Rejected Fish marks a distinct shift from the sonic obscurity of Fish. Opening with unintelligible vocals sung over a stark silent background that the first album reserves for the hiss of white noise, the cleanliness of Rejected Fish’s sound is solidified through the album’s moment of inception. This lack of musical abstraction carries throughout the majority of the album’s sonics, with the exception of “Dirty Guy” and “Trädgården” being the only two tracks lacking a ‘studio version.’ Alongside many of the tracks’ newfound background of silence lies a more refined, intensified voice that echoes Riot grrrl frontrunners as Le Tigre, Bratmobile and Bikini Kill. While this album’s repress places Söderqvist in company with feminist artists of the 90’s, its lacks some of the vocal imperfection and auditory incomprehension that leaves me nostalgic for the musical mystery that defines ShitKid’s sound.
Nonetheless, I left the album feeling reinvigorated, and my premonitions of commerciality didn’t completely hold true.
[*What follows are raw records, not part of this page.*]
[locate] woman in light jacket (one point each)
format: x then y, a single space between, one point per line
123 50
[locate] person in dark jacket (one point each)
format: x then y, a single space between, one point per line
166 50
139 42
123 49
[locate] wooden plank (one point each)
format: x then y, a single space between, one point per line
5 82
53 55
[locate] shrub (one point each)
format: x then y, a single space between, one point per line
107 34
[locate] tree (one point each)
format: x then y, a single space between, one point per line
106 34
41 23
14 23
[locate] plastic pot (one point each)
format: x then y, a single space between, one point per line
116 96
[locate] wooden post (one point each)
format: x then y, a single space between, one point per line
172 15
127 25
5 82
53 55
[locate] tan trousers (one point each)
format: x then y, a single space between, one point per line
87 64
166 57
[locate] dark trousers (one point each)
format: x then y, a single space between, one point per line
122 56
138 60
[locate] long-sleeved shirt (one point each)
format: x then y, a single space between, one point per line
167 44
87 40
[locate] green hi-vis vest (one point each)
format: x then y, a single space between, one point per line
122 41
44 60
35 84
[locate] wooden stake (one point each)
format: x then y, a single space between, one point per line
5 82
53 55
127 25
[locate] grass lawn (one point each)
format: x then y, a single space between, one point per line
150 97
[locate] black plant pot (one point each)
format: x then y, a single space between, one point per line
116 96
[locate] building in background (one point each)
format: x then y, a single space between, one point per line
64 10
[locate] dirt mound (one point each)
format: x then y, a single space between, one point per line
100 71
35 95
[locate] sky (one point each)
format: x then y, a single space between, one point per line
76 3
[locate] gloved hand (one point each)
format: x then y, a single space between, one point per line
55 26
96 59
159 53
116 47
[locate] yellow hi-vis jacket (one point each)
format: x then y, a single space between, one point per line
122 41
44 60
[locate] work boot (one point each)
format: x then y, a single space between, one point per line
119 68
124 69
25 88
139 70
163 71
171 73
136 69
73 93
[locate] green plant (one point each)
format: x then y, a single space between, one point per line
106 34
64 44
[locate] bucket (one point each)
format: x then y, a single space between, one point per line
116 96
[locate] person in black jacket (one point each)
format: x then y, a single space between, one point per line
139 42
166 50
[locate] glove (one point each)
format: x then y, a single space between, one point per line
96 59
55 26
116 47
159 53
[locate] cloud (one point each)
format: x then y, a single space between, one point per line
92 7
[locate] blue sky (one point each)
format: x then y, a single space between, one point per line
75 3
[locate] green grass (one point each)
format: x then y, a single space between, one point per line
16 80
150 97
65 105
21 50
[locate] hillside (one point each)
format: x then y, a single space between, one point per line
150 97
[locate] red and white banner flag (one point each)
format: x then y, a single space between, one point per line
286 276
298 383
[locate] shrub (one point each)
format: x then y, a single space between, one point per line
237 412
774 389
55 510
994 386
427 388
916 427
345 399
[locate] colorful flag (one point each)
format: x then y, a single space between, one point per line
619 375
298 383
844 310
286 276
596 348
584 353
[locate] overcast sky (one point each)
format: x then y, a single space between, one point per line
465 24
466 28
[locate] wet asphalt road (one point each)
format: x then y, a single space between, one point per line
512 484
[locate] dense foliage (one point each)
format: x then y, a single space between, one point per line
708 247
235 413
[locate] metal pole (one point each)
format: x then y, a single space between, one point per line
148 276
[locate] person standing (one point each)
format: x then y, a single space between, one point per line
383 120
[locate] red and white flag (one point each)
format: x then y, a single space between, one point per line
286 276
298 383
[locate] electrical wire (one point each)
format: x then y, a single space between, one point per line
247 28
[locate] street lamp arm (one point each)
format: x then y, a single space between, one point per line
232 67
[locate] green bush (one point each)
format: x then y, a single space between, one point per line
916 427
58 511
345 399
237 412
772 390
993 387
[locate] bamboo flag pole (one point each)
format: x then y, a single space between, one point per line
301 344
Despite its production under the conventions of a recording studio, listening felt less like a reduction, and more like a passage that transported me towards a future where Söderqvist created for a wider audience of NPR Tiny Desk’s and Nardwuar interviews—and maybe that’s where she’d be if she continued making music. While this album allowed me to experience the Söderqvist that could-have-been in the future of her unexplored musical career, it also gave me insight into why she may have stopped, abandoning the option of music studio cleanliness and mass attention for something else; for a type of danger that has yet to be experienced, for the numbers on a page that still await to be written.